ベージその8 おはよう、燃える太陽。

 その日その時その場所で。

 僕はこの地で目覚めて初めて、一人になりました。

 あの地下で目が覚めた時も、地上へと脱出した時も、街まで信じて歩いていた時も。

 不安や焦りや葛藤はあったものの、一人ではなかった。一人ではなかったからこそ、ここまでこれた。

 けれど、僕はこの時自ら一人の道を選んだのです。

 怖かったから。

 自分が犯罪者なのだと思い出して、自分がどうしようもないクズだと思い出して。

 そのことがお嬢さんやヒカルさん。
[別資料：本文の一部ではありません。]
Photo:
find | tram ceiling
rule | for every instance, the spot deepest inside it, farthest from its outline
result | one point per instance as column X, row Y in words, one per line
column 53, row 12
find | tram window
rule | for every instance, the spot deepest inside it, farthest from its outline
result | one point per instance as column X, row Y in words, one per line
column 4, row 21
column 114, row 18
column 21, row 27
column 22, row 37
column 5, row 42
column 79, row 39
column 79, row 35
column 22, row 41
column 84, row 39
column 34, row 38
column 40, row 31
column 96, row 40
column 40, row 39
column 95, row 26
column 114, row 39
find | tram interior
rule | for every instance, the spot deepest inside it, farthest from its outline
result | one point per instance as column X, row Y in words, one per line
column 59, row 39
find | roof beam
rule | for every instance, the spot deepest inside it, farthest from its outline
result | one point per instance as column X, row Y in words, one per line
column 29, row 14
そしてシライさんにバレてしまうのが、とてつもなく怖かったのです。

 カネコさんのように、一瞬でみんなの信用と好意を裏切ってしまうのが怖かったのです。

 だから、僕はそうなる前に、自分が傷つく前にパーティーを抜け出しました。

 勿論、こっそりと。

 







 そうして、僕は一人になりました。

 一人になって初めて、カネコさんの重みがわかりました。僕はこれからどうしたらいいのか、てんで思いつきません。

 思えばいつも、誰かに頼っていました。

 思えばいつも、誰かの後ろについていくことしかしませんでした。

 それだから、いざ、自分で何かを決めることができない。

 つくづく、自分というやつが嫌になります。

 誰かに道を照らしてもらわないと、進むことすらできない自分に。

 そんな自分は嫌で、引き返すのも嫌で、意地を張ったように僕は歩を進めます。

 幸い、あの通訳さんたちが暮らす大きなお屋敷からここ周辺の地図を貸して、というか盗ってきました。なので、もう道に迷うということはありません。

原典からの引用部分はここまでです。